Sorce : InfoMigrants - Charlotte Boitiaux - 20/11/2020

Arrivé adolescent en France en 2006, Mohamed, un Egyptien aujourd'hui âgé de 31 ans, a construit toute sa vie d'adulte en Hexagone. Pendant ses 15 années de présence sur le sol français, le jeune homme a "tout fait pour s’intégrer". Il a trouvé un emploi, s’est marié, a monté une entreprise avec son épouse… Aujourd’hui père de famille et propriétaire de son appartement, Mohamed n’arrive toujours pas à régulariser sa situation et vit sous la menace d’une expulsion.

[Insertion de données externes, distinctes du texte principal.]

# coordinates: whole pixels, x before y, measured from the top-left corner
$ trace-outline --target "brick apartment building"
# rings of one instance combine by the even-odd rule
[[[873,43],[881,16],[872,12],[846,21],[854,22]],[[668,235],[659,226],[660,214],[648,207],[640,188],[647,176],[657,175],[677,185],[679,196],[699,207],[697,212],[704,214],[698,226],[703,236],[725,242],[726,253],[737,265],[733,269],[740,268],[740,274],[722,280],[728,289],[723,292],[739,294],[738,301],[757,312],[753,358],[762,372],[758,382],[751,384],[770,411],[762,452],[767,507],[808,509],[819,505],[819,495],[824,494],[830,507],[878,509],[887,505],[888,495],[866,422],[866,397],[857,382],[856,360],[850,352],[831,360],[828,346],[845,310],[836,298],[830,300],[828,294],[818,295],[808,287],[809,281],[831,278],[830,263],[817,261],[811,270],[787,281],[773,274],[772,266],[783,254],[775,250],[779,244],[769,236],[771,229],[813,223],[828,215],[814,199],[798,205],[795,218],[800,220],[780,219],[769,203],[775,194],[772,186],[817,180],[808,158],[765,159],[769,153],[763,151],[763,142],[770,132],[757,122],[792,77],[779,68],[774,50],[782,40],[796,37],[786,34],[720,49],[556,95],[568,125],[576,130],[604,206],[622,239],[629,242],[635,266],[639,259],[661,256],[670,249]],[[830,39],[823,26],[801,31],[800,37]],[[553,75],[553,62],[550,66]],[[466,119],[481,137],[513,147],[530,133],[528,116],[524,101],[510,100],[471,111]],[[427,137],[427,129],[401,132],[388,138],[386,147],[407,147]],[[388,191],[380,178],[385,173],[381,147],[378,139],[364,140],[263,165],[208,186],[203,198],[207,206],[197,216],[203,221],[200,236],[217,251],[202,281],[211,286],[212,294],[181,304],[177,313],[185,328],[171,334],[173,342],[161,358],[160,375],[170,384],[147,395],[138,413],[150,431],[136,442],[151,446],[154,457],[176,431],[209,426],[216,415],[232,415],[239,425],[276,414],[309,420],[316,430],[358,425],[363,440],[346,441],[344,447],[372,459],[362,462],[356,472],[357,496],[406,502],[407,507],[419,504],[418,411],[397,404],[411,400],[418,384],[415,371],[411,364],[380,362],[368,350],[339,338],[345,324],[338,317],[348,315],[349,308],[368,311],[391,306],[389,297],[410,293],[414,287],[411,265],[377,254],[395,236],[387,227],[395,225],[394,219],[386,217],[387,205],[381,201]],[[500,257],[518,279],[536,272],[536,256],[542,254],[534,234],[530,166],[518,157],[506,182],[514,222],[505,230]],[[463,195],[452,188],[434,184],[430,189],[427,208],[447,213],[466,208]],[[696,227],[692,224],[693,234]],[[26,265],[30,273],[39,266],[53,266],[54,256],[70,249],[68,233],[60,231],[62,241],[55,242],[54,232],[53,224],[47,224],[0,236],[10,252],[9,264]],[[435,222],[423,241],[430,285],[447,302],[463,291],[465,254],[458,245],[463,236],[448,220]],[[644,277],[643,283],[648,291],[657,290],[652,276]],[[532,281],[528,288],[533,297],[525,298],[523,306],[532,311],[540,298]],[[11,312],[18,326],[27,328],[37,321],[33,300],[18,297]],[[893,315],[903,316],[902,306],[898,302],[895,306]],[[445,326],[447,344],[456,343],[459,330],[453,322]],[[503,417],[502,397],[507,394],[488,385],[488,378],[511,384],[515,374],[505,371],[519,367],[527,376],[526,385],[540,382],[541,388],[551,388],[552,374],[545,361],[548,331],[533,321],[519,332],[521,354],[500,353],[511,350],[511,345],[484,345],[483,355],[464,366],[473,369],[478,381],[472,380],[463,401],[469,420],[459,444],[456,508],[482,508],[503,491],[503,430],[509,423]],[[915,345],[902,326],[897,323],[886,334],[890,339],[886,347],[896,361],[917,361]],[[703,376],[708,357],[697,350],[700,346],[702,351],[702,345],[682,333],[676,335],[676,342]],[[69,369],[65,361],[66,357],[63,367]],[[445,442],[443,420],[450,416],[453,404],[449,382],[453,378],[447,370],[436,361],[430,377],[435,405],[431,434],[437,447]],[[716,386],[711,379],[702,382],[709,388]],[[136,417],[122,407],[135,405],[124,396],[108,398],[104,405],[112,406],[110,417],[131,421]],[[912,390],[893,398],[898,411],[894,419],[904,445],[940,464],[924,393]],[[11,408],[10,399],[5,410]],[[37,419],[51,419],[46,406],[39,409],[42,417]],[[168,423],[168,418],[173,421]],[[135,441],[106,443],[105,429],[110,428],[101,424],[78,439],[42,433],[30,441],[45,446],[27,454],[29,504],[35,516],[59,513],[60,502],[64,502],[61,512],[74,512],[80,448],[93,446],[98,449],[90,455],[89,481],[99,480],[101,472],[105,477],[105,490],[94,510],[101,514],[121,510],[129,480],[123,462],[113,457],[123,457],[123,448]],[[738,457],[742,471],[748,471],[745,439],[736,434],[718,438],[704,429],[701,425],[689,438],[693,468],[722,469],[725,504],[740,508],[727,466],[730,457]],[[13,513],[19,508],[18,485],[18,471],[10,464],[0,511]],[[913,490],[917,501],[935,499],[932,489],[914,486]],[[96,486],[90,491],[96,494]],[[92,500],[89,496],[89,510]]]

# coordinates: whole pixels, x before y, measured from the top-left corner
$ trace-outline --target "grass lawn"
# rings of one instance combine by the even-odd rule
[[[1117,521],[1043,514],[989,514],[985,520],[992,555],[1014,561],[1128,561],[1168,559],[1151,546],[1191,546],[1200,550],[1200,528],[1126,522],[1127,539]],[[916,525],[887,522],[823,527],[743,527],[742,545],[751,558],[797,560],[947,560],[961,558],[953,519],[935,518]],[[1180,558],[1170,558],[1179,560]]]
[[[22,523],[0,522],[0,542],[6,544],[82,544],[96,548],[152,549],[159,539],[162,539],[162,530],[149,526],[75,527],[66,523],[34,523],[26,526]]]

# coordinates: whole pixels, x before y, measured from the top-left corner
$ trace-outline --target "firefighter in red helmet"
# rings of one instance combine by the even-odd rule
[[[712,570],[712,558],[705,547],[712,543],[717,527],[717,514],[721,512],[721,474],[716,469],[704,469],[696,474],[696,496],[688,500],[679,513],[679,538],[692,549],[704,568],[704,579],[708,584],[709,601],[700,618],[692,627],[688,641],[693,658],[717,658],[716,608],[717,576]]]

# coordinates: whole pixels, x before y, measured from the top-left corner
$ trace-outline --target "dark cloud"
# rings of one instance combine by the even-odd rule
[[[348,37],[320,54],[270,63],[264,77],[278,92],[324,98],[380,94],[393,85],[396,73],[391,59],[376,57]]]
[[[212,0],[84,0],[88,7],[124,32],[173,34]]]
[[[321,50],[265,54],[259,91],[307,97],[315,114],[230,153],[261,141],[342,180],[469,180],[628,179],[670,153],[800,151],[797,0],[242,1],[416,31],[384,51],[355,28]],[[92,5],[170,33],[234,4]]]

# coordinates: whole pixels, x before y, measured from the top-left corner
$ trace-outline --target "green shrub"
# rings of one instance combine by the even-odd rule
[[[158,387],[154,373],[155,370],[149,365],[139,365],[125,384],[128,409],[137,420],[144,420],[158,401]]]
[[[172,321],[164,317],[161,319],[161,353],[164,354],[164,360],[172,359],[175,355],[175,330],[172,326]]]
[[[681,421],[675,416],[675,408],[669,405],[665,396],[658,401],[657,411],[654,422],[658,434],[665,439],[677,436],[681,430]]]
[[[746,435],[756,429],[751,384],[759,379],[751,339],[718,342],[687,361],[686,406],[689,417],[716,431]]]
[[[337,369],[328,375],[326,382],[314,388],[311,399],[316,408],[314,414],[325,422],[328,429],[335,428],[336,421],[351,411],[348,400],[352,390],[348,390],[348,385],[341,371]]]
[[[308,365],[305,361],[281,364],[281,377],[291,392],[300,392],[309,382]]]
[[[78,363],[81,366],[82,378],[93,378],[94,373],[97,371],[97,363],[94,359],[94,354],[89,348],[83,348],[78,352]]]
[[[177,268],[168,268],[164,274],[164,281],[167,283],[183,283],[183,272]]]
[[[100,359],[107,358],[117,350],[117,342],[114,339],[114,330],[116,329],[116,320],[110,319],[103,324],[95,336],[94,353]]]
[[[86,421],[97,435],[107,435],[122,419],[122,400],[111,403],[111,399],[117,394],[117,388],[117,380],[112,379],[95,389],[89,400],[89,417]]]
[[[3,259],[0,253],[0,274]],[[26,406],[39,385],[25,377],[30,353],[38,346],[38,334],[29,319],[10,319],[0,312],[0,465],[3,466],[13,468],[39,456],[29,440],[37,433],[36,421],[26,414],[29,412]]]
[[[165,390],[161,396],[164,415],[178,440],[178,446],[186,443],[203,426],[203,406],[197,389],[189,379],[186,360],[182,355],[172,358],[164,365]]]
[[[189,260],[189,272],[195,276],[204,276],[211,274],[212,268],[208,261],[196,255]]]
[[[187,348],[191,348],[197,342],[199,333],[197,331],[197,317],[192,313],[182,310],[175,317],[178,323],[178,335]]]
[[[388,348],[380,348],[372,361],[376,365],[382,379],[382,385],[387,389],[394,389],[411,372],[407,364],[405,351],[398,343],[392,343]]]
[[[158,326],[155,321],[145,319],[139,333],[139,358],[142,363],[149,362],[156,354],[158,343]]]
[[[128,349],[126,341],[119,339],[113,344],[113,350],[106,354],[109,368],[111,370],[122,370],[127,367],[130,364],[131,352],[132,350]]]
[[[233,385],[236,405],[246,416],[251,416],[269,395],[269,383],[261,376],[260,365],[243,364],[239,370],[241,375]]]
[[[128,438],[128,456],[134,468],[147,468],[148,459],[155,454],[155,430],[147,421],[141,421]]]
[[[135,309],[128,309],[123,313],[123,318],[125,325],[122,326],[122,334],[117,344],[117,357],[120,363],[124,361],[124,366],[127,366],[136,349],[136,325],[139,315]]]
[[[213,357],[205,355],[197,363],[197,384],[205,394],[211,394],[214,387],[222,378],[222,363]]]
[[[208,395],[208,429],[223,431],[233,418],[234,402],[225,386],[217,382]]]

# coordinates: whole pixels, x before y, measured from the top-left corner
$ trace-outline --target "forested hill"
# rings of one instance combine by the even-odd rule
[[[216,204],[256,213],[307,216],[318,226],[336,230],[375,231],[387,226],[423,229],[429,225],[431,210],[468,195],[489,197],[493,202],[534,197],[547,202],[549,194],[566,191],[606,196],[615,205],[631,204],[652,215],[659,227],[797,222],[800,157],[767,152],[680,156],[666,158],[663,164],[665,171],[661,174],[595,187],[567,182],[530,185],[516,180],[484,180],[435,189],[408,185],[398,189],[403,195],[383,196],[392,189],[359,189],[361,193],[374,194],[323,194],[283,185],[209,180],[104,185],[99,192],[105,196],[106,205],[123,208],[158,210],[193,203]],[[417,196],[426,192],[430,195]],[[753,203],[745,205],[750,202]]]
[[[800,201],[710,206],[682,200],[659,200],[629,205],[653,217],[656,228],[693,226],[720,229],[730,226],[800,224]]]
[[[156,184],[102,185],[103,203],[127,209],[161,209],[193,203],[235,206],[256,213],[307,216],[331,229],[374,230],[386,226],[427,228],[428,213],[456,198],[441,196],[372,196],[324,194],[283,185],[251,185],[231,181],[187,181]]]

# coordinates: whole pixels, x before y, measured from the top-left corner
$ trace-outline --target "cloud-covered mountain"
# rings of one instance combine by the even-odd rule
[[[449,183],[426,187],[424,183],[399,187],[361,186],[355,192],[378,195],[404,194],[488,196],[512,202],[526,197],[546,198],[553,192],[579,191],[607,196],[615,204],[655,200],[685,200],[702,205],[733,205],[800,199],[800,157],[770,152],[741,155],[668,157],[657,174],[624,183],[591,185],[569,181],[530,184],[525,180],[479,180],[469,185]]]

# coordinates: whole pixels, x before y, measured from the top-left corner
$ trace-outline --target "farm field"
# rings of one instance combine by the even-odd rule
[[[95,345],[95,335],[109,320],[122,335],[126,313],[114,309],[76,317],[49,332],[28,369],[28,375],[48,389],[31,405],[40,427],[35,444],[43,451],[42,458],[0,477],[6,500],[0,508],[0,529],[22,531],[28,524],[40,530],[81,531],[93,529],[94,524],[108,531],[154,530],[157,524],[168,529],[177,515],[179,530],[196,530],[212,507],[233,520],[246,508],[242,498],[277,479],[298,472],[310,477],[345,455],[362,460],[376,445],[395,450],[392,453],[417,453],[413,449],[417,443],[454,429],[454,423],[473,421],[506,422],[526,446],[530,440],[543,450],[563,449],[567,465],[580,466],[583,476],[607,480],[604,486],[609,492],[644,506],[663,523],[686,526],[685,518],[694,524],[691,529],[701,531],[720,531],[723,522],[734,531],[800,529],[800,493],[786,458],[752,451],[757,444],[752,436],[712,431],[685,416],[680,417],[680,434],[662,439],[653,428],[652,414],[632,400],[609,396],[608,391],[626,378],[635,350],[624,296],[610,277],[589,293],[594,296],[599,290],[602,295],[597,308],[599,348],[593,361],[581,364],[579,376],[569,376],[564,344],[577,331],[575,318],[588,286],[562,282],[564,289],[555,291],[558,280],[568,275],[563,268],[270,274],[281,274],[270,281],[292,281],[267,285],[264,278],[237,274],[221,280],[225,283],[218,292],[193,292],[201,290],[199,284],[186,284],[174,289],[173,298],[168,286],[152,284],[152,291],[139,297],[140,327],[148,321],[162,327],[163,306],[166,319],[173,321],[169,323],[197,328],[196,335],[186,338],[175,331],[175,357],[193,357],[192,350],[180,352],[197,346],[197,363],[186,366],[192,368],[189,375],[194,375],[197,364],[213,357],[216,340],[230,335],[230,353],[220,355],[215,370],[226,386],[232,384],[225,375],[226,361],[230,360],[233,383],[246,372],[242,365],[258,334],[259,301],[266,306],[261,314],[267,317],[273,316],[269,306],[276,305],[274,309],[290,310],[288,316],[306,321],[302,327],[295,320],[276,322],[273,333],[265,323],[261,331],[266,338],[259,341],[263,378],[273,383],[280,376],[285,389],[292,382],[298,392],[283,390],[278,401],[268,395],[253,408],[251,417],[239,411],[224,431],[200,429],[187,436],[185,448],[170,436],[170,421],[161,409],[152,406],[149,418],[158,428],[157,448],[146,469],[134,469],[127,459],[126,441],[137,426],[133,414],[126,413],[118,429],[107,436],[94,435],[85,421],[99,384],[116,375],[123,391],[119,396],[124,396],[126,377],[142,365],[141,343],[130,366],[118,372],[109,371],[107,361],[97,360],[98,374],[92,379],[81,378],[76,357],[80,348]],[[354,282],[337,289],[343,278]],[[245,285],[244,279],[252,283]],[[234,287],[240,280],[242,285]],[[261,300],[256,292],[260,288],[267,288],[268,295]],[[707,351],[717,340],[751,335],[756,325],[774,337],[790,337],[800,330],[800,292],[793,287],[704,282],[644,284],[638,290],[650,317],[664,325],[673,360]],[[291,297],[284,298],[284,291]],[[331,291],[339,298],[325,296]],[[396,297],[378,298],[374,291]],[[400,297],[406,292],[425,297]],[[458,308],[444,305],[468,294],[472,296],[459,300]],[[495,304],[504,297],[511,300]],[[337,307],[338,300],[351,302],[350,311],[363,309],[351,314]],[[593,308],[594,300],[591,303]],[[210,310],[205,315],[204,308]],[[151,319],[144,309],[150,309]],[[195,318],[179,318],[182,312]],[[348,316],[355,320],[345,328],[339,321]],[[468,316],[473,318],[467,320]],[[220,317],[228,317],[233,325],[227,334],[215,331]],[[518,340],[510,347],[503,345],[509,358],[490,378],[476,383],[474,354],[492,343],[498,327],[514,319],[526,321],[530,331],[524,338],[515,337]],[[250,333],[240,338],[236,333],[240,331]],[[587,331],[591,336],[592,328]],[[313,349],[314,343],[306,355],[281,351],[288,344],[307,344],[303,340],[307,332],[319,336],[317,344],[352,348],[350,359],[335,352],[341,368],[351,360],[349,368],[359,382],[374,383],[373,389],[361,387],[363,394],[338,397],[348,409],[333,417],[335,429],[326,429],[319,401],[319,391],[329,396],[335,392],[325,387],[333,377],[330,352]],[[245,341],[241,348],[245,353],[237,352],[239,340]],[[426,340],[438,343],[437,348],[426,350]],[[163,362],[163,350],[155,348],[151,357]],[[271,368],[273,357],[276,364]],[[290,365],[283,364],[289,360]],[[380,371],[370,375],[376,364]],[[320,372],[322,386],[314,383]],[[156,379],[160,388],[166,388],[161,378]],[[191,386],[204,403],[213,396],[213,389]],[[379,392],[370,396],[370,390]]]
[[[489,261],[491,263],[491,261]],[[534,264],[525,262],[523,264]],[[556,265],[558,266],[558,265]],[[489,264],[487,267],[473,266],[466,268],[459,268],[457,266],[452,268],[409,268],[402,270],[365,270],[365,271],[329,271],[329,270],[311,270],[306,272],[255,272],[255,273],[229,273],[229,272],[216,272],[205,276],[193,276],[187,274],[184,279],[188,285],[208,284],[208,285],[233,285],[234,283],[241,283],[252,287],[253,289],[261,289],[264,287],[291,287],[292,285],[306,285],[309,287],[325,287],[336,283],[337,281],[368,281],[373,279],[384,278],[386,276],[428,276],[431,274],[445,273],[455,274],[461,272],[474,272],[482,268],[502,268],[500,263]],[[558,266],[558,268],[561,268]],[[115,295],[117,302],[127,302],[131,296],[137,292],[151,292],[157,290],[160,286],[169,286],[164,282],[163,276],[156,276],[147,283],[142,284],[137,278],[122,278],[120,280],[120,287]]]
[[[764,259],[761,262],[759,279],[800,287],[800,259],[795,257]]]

Mohamed est égyptien. Arrivé en France à l’âge de 16 ans après avoir traversé la Méditerranée, depuis le port d’Alexandrie jusqu’en Italie, il n’a, depuis, jamais quitté l'Hexagone. C'était en 2006. Son voyage en mer, un "enfer sur un bout de carton", se souvient-il, a duré 10 jours. Mohamed a fui un pays qui ne lui offrait aucune perspective, explique-t-il. Après un court passage en Italie, il est arrivé en Île-de-France. Quinze ans plus tard, il est toujours là et a construit sa vie. Une vie de débrouilles, mais une vie "décente" malgré de multiples tentatives échouées de régularisation. Il raconte son histoire.

"Quand je suis arrivé en France, j’ai eu de la chance. On ne m’a pas laissé complètement tomber. J’ai passé quelques nuits dehors, c’est vrai, mais des familles m’ont aussi tendu la main. Des familles françaises qui, à différents épisodes de ma vie, m’ont accueilli, m‘ont donné un lit, un repas. 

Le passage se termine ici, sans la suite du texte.